I’m a confirmed AI optimist and believe the technology will improve healthcare on a broad scale, from diagnosis to drug discovery, precision medicine, robotic surgery, record keeping, analytics, population health, and streamlined claims processing.
But there remains one nut that AI, for all its astonishing promise, hasn’t yet cracked – the growing burden of healthcare costs on the American family. No large language models or artificial neural networks are likely to change that in the near future.
Rather, the nearest-term solution to rising premiums, deductibles, co-pays and out-of-pocket costs is embarrassingly analog. It’s a conceptual change in the payment process. We need to change the business model until technology can do more to lower our collective costs.
The cost of care avoidance
The current model is broken. Most Americans are covered by an employer’s health insurance plan, but it’s not a gift. The employer and employee share the premium.
Unfortunately, family coverage premiums have increased by 22% in the last five years, reaching almost $24,000. When a covered employee seeks treatment, they pay out of pocket up to their deductible and often owe a co-pay. Since 1960, out-of-pocket costs have grown nearly twice as fast as the economy.

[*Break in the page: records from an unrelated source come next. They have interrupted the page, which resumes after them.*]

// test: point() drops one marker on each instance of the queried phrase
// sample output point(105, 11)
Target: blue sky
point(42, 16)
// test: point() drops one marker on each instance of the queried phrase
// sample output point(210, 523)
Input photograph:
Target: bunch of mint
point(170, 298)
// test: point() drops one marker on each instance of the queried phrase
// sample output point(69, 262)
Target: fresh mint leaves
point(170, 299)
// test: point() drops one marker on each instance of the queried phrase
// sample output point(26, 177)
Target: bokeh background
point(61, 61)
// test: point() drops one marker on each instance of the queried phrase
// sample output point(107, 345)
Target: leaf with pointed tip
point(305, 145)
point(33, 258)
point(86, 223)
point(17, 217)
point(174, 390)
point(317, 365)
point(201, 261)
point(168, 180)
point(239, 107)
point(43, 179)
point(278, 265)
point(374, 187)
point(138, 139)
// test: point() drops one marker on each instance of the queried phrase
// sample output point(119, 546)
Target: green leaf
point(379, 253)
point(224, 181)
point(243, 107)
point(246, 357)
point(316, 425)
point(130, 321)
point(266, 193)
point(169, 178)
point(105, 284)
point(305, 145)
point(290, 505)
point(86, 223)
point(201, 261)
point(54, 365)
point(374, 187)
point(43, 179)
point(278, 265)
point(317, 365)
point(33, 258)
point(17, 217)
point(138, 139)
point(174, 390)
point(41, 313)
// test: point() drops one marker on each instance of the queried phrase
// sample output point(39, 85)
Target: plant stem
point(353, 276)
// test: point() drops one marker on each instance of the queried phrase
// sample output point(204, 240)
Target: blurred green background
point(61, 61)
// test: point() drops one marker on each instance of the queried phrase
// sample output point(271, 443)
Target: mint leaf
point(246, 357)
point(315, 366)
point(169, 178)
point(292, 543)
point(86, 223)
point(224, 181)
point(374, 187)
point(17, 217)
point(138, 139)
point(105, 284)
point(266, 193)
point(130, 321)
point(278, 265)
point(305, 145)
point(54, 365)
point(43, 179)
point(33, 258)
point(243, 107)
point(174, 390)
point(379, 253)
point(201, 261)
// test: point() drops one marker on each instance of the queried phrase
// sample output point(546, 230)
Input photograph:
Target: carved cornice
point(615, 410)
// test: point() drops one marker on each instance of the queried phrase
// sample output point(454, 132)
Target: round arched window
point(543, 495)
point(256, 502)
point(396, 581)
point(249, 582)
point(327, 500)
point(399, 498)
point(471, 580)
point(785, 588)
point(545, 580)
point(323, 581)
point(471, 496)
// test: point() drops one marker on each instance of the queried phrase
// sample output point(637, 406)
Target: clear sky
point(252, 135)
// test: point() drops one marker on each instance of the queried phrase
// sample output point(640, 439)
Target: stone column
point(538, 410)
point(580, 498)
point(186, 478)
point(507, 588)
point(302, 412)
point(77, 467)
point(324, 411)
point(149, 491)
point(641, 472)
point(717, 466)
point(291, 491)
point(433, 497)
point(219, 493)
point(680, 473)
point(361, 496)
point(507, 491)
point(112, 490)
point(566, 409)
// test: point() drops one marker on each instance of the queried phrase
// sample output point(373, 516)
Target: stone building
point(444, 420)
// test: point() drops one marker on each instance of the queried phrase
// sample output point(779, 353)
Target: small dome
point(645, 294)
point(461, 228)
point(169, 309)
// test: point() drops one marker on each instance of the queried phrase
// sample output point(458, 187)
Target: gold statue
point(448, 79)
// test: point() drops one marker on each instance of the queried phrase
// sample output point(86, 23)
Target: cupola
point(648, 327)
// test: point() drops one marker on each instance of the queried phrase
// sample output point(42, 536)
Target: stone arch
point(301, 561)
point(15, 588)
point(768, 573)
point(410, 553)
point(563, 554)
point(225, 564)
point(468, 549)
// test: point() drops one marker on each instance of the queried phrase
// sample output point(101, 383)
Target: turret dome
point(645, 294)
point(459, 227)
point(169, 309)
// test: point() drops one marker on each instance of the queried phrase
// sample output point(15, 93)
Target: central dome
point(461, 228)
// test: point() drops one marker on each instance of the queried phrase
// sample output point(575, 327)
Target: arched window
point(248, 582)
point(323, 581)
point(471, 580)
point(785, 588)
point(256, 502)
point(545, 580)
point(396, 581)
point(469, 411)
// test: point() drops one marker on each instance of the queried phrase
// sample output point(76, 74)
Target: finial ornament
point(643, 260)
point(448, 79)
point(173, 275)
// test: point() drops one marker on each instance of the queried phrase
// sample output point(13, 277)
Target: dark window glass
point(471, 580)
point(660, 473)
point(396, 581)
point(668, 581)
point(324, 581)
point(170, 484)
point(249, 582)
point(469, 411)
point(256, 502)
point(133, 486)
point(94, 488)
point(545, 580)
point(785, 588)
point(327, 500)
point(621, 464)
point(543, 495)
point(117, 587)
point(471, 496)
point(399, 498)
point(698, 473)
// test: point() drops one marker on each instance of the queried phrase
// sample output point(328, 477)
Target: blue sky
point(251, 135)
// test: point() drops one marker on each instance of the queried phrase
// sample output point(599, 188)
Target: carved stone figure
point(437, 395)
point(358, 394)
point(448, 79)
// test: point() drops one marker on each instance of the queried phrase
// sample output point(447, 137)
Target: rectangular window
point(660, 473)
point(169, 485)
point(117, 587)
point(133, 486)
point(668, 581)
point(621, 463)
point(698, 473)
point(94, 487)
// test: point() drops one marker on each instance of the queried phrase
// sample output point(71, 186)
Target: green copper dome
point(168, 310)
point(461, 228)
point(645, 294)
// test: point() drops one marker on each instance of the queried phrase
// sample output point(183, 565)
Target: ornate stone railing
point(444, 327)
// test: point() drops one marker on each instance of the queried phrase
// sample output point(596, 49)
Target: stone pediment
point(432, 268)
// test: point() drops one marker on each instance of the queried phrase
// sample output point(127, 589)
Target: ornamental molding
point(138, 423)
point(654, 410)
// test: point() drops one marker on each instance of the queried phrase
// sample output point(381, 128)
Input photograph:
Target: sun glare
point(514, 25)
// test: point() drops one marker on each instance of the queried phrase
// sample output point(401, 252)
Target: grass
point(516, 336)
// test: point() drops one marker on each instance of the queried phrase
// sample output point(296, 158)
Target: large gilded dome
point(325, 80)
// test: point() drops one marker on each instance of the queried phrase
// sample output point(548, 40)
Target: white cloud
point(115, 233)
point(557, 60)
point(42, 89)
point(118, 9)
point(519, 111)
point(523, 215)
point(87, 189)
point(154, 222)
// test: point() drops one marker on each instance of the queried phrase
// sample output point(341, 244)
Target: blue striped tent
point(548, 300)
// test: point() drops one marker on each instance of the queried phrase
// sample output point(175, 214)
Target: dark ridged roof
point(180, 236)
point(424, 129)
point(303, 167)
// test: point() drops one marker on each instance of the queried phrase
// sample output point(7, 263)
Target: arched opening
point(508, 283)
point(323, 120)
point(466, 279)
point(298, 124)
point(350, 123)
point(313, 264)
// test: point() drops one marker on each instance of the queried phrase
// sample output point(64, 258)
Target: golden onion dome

If the patient can’t pay at the time of service, which is increasingly common, the household carries a balance and pays interest on that balance indefinitely, absorbing considerable financial stress along the way. Providers become de facto bill collectors, something they did not sign up for when pursuing careers in healthcare. Shamed patients avoid the doctor, risking their health and nudging up longer-term healthcare costs for everyone. More than four in 10 adults (43%) say they or a household member have put off or postponed care due to cost.
Employers who shift more healthcare insurance payments to employees to keep costs down risk increasingly discontented employees who struggle with growing out-of-pocket (OOP) costs compounded by a flood of overly complicated bills.
The widespread shift of workers into high-deductible health plans (HDHP), in particular, have hit employees hard financially, as nearly one-third of American workers were enrolled in such plans in 2021. It is a trend that is expected to grow.
This shift has also exposed employees to more complex medical bills and statements that rarely add up. What is and is not covered by their plan isn’t clear, nor how much they owe and to whom. In fact, recent studies show that 58% of healthcare consumers were surprised about a bill they received due to confusion about what they owed, and 48% of consumers said they were late on payment for the same reason.
Worse yet, higher OOP costs combined with this billing confusion is causing many employees to postpone or forgo the care they need. A recent survey from Gallup found that 38% of Americans reported that they or a family member had delayed medical care in the prior 12 months because of cost. Additionally, 27% of those surveyed said that they or a family member had put off treatment for a very or somewhat serious condition.
A New Consumer-Focused Payment Approach
But there is reason for hope. New kinds of healthcare payment platforms are entering the market specifically designed to address employee healthcare payment challenges. Many are point solutions, addressing a specific financial issue such as self-pay patient management, easier electronic statements, or access to healthcare payment cards.
Some platforms also apply game theory to create optimal dual-party agreements with multiple providers in the complex billing ecosystem to determine how they all can be compensated by the patient.
At the high end are platforms that provide a more holistic approach in addressing both the financing needs of consumers and the revenue needs of healthcare providers. The most advanced platforms combine advanced technologies with a payment model to create a simpler approach to healthcare billing based on proven analysis of consumer behavior. For example, they utilize AI and statistical modeling to analyze billions of dollars of existing medical payment data and other data to create a payment capacity model that’s balanced and affordable for the employees.